Хорошо, что Компьютер пока не научился читать мысли и довольствуется лишь сообщениями.
Но даже Компьютер не смог застраховать от появления чувств сильнее их самих, каких-то доводов и голоса разума, потому что от одной мысли всё прекратить бросает в дрожь. Потому что запретный плод сладок — вовсе не выдумки, они смогли в этом убедиться. Потому что не было на свете лучшего чувства, чем то, которое возникало при взгляде в раскосые глаза с шоколадными радужками.
Первым заговорил Магнус. Точнее, вскрикнул, когда Алек впервые его поцеловал. Около года назад был сложный день, тишина в просторном особняке давила слишком сильно, и Лайтвуд впервые убежал из дома на всю ночь, не забыв позвать с собой друга.
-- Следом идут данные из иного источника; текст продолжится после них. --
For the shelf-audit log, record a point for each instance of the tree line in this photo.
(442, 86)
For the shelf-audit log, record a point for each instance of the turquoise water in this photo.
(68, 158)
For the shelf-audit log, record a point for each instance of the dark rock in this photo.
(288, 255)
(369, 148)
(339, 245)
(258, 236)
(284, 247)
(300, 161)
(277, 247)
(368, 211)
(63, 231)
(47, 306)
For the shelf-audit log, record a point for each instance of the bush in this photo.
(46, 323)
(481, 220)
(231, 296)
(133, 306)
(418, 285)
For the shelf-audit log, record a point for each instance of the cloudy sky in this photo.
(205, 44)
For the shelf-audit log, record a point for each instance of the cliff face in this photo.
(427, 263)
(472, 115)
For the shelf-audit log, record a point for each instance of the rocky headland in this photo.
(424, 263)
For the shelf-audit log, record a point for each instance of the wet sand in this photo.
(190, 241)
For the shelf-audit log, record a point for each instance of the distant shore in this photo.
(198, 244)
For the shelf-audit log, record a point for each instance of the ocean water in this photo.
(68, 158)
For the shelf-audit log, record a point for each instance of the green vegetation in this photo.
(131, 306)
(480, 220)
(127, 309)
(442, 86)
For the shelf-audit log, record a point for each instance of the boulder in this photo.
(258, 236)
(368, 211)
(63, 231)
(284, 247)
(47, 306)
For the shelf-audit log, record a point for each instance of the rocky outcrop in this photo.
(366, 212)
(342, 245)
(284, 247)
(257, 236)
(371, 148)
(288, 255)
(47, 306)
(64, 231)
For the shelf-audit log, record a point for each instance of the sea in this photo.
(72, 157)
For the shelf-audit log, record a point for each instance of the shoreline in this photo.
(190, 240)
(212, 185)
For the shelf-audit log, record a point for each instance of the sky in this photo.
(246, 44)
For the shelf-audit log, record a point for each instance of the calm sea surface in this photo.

Они пришли в бункер, а дальше… Алек не сдержался, и один слабый вскрик, почти хриплое дуновение ветра, снес ядерной волной все «правильно», «нужно» и «по-другому не бывает». Казалось, что умение говорить дремало в них очень чутко и распахнуло глаза сразу же, как выдалась возможность.
Магнус может часами сидеть и держать руку Алека в своей.
Алек тает от этих прикосновений.
Магнус может улыбаться счастливо и беззаботно, а потом произносить «Александр». Никогда в сообщениях, только вслух.
Алек уверен, что его собственное имя, слетающее с желанных губ — извращённый вид пытки.
Магнус может молчать и неловко опускать глаза.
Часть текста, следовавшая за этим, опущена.